In this study, particle trajectories were computed using a Lagrangian approach that integrates the advection-diffusion equation in three dimensions. The fundamental equation for updating particle positions at each time step Δt is given by:

$$\:X\left(t+\varDelta\:t\right)=X\left(t\right)+U\left(X,t\right)\varDelta\:t+\sqrt{2K\varDelta\:t}\cdot\:\eta\:$$
(1)

where X represents the particle position vector (x,y,z ), U(X, t) is the interpolated ocean velocity field obtained from the hydrodynamic model, K is the turbulent eddy diffusivity coefficient, and η is a vector of independent standard normal random variables accounting for subgrid-scale stochastic diffusion.
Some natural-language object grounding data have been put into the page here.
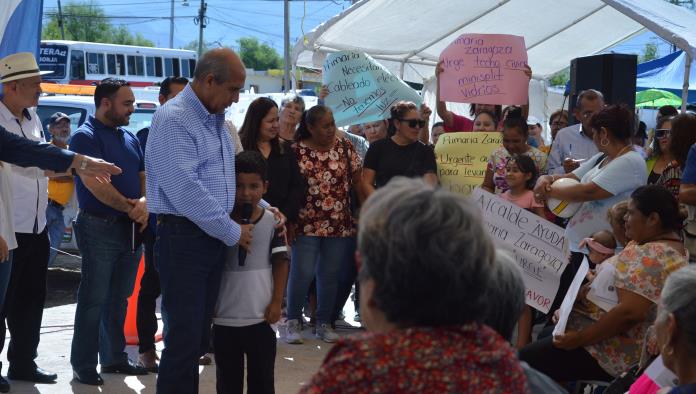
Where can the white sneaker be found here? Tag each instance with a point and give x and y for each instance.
(293, 334)
(326, 333)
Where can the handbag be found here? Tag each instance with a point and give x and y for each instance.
(352, 194)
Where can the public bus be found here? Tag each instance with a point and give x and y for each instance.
(84, 63)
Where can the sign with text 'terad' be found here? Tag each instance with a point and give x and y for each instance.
(362, 90)
(462, 159)
(485, 69)
(538, 245)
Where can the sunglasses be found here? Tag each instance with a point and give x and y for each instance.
(413, 123)
(662, 133)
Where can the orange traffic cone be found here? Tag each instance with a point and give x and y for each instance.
(130, 328)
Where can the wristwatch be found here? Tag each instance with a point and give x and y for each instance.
(83, 166)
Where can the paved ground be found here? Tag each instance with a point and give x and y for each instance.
(295, 364)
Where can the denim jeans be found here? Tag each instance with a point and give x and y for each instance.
(321, 257)
(55, 223)
(190, 264)
(109, 267)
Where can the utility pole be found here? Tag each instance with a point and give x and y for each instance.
(171, 27)
(60, 21)
(287, 46)
(201, 25)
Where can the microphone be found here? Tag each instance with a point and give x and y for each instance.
(245, 211)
The second term in right hand side describes deterministic advection driven by the resolved ocean currents, while the third term in right hand side represents random walk diffusion to simulate unresolved turbulent mixing. This approach enables the estimation of realistic pathways, travel times, and connectivity patterns of water parcels in the marine environment43. The turbulent eddy diffusivity coefficient K was set to 5 m²/s through comparison with the results of a ROMS online trajectory simulation (Supplementary Fig. 6).

In this study, we investigated the transport of particles from TS to KS using OpenDrift. The simulations utilized daily outputs from the regional three-dimensional ocean model, which provided detailed Eulerian velocity fields. Five hundred particles were dispersed uniformly at each depth from the surface to a depth of 70 m at 5-m intervals along a line traversing the TS, crossing the northern point of Taiwan at 121° E and 25° N and the coast of China at 120.18° E and 27° N (schematic flow in Fig. 1a).
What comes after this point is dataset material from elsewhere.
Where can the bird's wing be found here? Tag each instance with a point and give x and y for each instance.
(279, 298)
The particles were instantaneously released on the first day of each month from 1982 to 2019, and their trajectories were tracked for 1 year at 1 day time intervals. Particles that reached the seafloor and coastline remained there unless they were lifted vertically to the seafloor level and transported back offshore by currents.

Model validation

Model performance was assessed by comparing the simulated volume transport across the KS derived from the model with transport estimates determined from the empirical equation based on the sea level difference between the tide gauge stations in Busan, Korea, and Hakata, Japan (Supplementary Fig. 7a)44. The volume transport was approximately 2 Sv in winter and increased to approximately 3 Sv in late summer and fall. The model accurately simulated this seasonal cycle and the transport values, although it overestimated the fall transport by 0.3 Sv compared to the observations.
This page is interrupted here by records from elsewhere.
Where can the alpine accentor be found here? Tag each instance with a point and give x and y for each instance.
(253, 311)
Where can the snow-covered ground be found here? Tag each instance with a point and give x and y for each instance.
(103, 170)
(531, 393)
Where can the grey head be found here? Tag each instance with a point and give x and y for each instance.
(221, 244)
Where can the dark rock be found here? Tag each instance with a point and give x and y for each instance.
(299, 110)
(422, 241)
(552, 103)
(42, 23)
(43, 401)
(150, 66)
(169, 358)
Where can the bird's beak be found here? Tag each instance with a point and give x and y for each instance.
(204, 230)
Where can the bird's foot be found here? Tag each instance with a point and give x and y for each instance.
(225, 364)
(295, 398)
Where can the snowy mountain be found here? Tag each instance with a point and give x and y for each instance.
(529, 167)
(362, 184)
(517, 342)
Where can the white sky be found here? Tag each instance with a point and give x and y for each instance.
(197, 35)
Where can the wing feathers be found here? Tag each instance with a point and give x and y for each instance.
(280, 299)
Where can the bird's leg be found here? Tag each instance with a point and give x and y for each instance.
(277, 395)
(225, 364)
To examine the correlation between the observational data and model transport in the KS and TS, the transport scatter was plotted by comparing the transport volumes from the observations and model. For KS, observational data from a previous study44 were used, whereas for TS, data from previous studies16,22,23 were employed. Supplementary Fig. 7b shows the observed transport in the KS on the x-axis and the modeled transport on the y-axis. The correlation coefficient (R) was 0.67, with a root mean square error (RMSE) of 0.32 Sv and a bias of 0.15 Sv. Despite the long comparison period from 1982 to 2018, the model demonstrated a strong correlation with observational data. Supplementary Fig. 7c shows a scatter plot comparing the model and observational transport in the TS. Although the number of observational datasets was smaller than that for KS, the correlation coefficient (R) was 0.95, indicating a high level of agreement. The RMSE was 0.34 Sv, and the bias was − 0.23 Sv, demonstrating that the model provides reliable transport estimates for the Taiwan Strait. Comparison of the satellite-derived SSH and model SSH revealed that the model simulated the sea level well in the East China Sea (Supplementary Fig. 8).

To validate the model performance of TS transport, the modeled transport values were compared from 2009 to 2011 with observational estimates16. The modeled transport is within one standard deviation of the observation, indicating that the model reproduces the transport through the TS.